La rebasé y seguí caminando, quería acompañar a alguien, pero las personas que me habían tocado en el camino,
pareciera que querían caminar solas, para poder rezar en paz. Alcancé a unos jóvenes, y fingieron no verme. No estaba seguro si era por mi apariencia, o simplemente porque andaban en su onda.
Decidí seguir mi camino yo solo. Mi mente estaba llena de tristeza y soledad. Aunque con la esperanza de estar
cumpliendo mi manda.
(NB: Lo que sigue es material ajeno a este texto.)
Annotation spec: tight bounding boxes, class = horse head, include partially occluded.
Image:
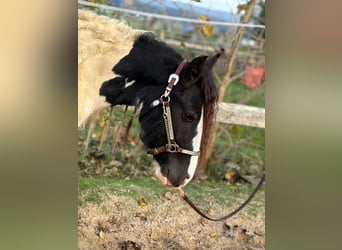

Les platico, que prometí hace más de ochenta años llegar con la virgen para agradecer la salud que le regresó a uno de mis hijos.
En el trayecto, cerca de la ermita un trailer sin avisar nos llegó de lleno al grupo de sanjuaneros que caminábamos
por la orilla de la carretera. El ruido era ensordecedor. El llanto, los gritos, la gente retorciéndose entre las llantas.
Yo no sentía nada. Me limpié la cara y fue cuando me di cuenta que mi cráneo parecía un rompecabezas. Conseguí acomodarme un poco los huesos, pero mis piernas hicieron que volviera a sentarme. Mis piernas estaban echas pedazos, al igual que mi columna vertebral.
Desde esa noche, todos los días intento llegar hasta la virgen de San Juan. Cada año avanzo unos cuantos metros,
pues la gente se asusta cuando me ve -los que consiguen verme-. Los que me sienten solamente me rezan y rezan,
pidiéndole a la Virgen por mi alma, para que algún día me permita descansar en paz.